The screenplay by Craig Shilowich reveals the cracks in Chubbuck’s façade early on. Alone in her car, she sings a little too longingly to the Carpenters song playing on the radio. When she experiences a recurring pain around her abdomen, she sees a doctor who asks about her sex life, to which she scoffs a little too tellingly. Hall plays Chubbuck as being in a constant state of longing yet never entirely sure of how to take hold of what she wants.
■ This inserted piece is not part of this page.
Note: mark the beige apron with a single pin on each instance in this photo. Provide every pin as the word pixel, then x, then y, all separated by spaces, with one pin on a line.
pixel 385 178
Over the course of the film, the character begins to spiral down into depression, which gradually becomes a tailspin that can seemingly end only one way. At times, watching Christine is akin to witnessing a disaster unfold in slow motion. Yet whereas Kate Plays Christine envisioned Chubbuck as something of a tabula rasa, this film attempts to humanize her as much as possible and as such shows her as having an active role in her own downfall. It’s a different interpretation to be sure, but it also gives the movie its own identity.
The entire cast is pitch-perfect, especially Hall as the anchorman/main love interest, who appears vapid at the start while simultaneously suggesting there might be more to him than meets the eye. Meanwhile, Letts is wholly believable as a bullying, bottom line–watching boor who is rude to his employees, who naturally despise him in return. This dynamic turns out to be a blessing, since no matter how erratic Chubbuck’s behavior becomes and how often she crosses the lines of professionalism, we never quite feel sorry for him.
Everyone’s efforts, however, would be lost if not for Rebecca Hall’s lived-in portrayal of Chubbuck. Hers is a performance of subtle mannerisms. Although she speaks in a snappy, authoritative way that is instantly believable for an experienced field reporter, she cannot hide away her awkwardness completely. Hall, for example, gives Christine a nervous tic of rubbing one hand with the other, which is frequently visible but not emphasized. In at least one scene between Christine and her mother, the former uses eye contact and body language at a key moment to manipulate the latter emotionally.
Through it all, Campos makes some bold choices, such as framing Chubbuck in a variety of different ways: through the television camera, trailing behind her as she walks away, reflected in multiple mirrors. The implication is that the subject had multiple sides, both public and personal in nature, yet in the end she remains an elusive figure, and tragically so.